Jeff Paffet talks us through his expedition on Dolphins of Greece.
After an overnight stay in Athens, I make the short flight to Preveza, where I meet up with a fellow volunteer who’s driven from Italy to join the expedition.
We soon arrive at Vonitsa, on the gulf of Amvrakikos, which the expedition briefing describes as a sleepy Greek village. I live in a sleepy Greek village and this feels like a small town to me, but everything’s relative.
We meet up with Joan and the other team members at the appointed time and proceed to the project building, just a couple of minutes walk from the sea. The accommodation is basic but comfortable and much as I expected.
After some much appreciated free time to make ourselves comfortable, Christina, the research assistant, familiarises us with the hand held computer we will be using to log data while at sea. Then, after a stroll around Vonitsa to orient us, Joan and Christina cook us a great meal of pasta, washed down with some of Joan’s stash of Puglian rosé.
We rise bright and early at 6:30am and have breakfast. The weather’s not looking great, but Joan says we should be able to get out in the boat. We go down to the harbour. The sea is a bit rough, so we wait in a friendly café for about an hour while it calms.
We all clamber onto the boat, take our allotted places and leave the harbour. Amazingly within about 10 minutes we contact our first dolphins. It’s hard at first to make a disciplined call of “dolphins 30 metres at 3 o’clock” rather than “WOW” or “Over there!”, but with various threats from Joan of being thrown overboard, we soon learn.
After a rest in the afternoon, Christina starts to instruct us in the techniques of cropping the photos Joan has selected from the day; to clearly see the distinctive dorsal fins, then identifying individual animals and finally matching them to the existing database.
In the evening two of the team members cook the meal and we have a lively discussion around the table.
The weather looks better today and we make an earlier start. We soon contact a group of dolphins and stay with them for about an hour. It’s really fascinating to study dolphins over a period of time, as they feed and socialise. I think we’re starting to know the ropes now and I hope we’re being a help rather than a hindrance in the boat.
In the afternoon we do more work on the computers, then have another volunteer cooked meal before bed.
Things seem to be moving slowly on the boat for the first couple of hours and we all get a bit disconsolate. Then suddenly, everything changes. We sight dolphins and make contact with a large group. This is really great - the sea is good and we’re right in amongst them, watching them feeding. As if this isn’t enough a sea turtle swims calmly right past our boat.
We get back late and Joan gets gyros pita for lunch. Rory, our youngest member at 19, manages to eat 3 of these delicious Greek fast-food specialities! I guess the sea air can make you hungry.

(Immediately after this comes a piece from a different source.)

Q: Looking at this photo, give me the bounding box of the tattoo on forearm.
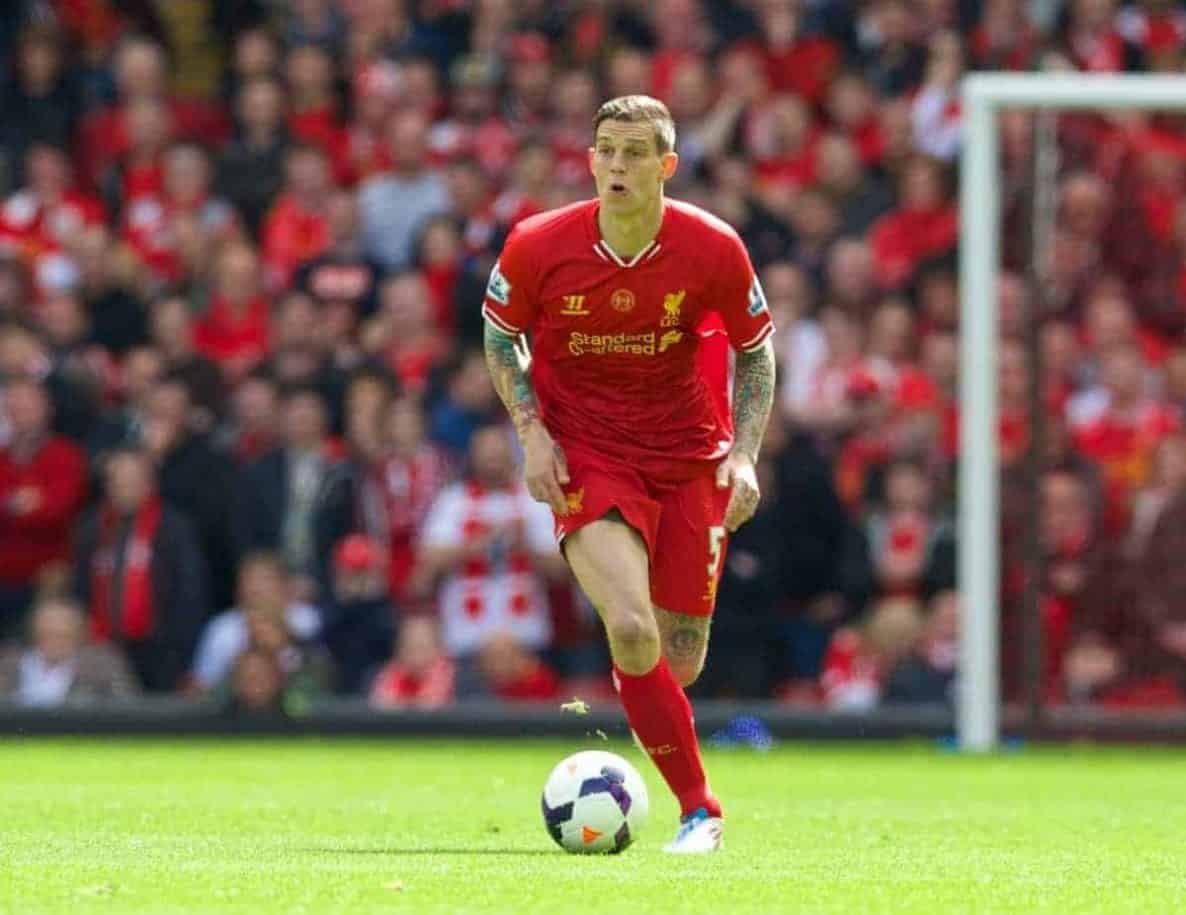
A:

In the evening we go out to a local taverna and have a great meal of meze, meat and fish. I’m pleased to see that the ouzo drinkers are drinking ouzo from Plomari on my island, Lesvos.
Our best day for spotting dolphins. I feel like we’ve seen all 150 dolphins in the gulf today, including a couple of newborn, which is particularly exciting. I also manage to get my own camera out and attempt a few shots of the dolphins; not as easy as it seems.
When we finish, Joan has to take the boat out of the water and transport it to the coast opposite the island of Kalamos, where we will be surveying tomorrow.
Of course when you see a lot of dolphins and Joan takes lots of good photographs, you know there’s a lot of work on the computers in the afternoon!
We get up very early as we want to be on the road by 7:00. Joan warns us that the chances of sighting dolphins around Kalamos are slim. Although there was a good population there until a few years ago, overfishing has unfortunately led to a collapse.
Buoyed up by the fantastic sightings of yesterday, we hope for sightings. Joan has not been here for 5 years and I know he has very mixed feelings about this return. Unfortunately our optimism does not pay off and all we see is a solitary, undersized swordfish.
For our last evening we go to another taverna, where they have cooked delicious lamb and potatoes especially for us.
Time to head home and I leave very early to catch the 6:20 bus to Athens. 6:20 comes and goes and the bus just sits in the bus station. At 6:30 somebody comes out of the office and hammers on the side of the bus, to wake the driver who has overslept in the vehicle!
Goodbye Vonitsa and the Dolphins of Greece, I hope to return and I hope Joan and the dolphins will all still be there.